A good use of internal abstractions is as a wrapper around trusted open-source libraries. With this approach, there can be both a well-tested Open Source library and additional opportunities for security engineering teams to funnel data flow and add their own controls. The developer experience for the wrapper libraries is likely better than that of the core library.
Code reviews
Automated and manual code reviews are an important step for software security. As part of the merge approval process, reviewers should look for functions that may be generalizable but were instead put inline. Extra concern should be given to inline, high-risk functionality that is repeated in multiple parts of the codebase (such as database queries).
Security-oriented generative AI
I don’t pretend to understand how generative AI works. However, since there are security-oriented partners dominating the industry (Microsoft and Google), code generation could be pushed to emphasize strong security practices and permissive licenses.
In short tests, ChatGPT and Google Bard tend to output highly insecure results, but radically increase security when adding “securely” to the prompt. For example, in a test of ASP.NET code, adding “securely” shifted from raw string concatenation in SQL queries to language-specific SQL construction functions that have built-in sanitization.)

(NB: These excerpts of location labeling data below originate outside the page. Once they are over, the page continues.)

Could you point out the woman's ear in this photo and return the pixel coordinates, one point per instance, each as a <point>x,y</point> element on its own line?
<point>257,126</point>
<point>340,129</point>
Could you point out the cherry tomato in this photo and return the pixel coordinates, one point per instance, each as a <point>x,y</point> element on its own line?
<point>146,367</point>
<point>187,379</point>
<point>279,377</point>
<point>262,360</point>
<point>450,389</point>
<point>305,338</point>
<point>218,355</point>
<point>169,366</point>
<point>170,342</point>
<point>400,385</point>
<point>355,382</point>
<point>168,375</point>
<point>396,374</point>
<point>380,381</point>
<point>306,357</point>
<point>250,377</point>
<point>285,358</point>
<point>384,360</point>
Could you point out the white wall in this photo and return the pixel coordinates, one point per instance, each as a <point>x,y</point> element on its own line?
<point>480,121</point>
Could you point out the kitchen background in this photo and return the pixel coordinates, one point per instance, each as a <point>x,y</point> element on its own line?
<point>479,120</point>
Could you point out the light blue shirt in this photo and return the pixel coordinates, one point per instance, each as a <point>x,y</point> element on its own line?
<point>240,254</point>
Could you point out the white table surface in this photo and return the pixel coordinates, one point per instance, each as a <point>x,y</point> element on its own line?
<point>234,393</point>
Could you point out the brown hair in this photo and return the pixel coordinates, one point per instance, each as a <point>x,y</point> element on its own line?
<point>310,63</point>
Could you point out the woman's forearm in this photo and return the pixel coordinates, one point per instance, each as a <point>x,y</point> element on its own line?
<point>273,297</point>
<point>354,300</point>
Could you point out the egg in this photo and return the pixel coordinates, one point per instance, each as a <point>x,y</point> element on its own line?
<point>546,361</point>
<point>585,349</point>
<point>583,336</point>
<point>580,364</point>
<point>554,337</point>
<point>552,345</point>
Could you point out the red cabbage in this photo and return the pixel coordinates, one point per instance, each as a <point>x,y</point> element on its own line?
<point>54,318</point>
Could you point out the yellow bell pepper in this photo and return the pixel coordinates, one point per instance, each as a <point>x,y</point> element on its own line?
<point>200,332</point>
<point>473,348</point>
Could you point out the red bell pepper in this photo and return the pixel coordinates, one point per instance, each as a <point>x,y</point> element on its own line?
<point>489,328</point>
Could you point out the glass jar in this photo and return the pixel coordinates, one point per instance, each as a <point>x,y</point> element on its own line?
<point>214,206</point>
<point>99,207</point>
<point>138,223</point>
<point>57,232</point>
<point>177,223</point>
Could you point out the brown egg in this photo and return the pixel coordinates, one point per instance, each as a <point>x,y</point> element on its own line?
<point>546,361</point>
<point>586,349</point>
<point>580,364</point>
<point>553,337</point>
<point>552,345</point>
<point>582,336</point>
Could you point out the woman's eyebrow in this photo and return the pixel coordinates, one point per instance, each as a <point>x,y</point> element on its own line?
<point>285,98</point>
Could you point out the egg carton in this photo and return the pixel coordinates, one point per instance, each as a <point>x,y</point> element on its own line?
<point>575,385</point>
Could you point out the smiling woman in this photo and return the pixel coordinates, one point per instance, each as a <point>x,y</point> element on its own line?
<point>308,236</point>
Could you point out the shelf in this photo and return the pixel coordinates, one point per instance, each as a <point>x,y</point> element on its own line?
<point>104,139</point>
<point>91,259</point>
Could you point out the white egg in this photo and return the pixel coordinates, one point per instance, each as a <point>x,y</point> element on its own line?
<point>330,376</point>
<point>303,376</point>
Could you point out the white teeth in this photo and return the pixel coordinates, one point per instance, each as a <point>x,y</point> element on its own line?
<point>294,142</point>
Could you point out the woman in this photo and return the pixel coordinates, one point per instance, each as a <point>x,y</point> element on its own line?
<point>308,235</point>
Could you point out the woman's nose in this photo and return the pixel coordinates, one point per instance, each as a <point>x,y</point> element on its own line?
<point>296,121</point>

They should also place heavier weights for training on large, permissively-licensed projects. Much of the problem with shadow source is that the code provided has not been tested and the licensing is unclear. Licensing for AI generation is still unclear (and sources like blogs and forums don’t help,) but tracking attribution and prioritizing permissive licensing would help as the licensing issues get resolved in courts.
What’s next
Shadow source code is pervasive in online forums and will continue to grow with generative AI. The mainstream adoption of generative AI will make it easier to produce poorly structured and written code, leading to much more vulnerable applications and lengthening remediation. As maintaining poor codebases becomes easier, teams will need to be more intentional about adhering to best practices.
The best way to encourage best practices is to make the most secure path also the path of least effort for developers, leading to the natural adoption of best practices.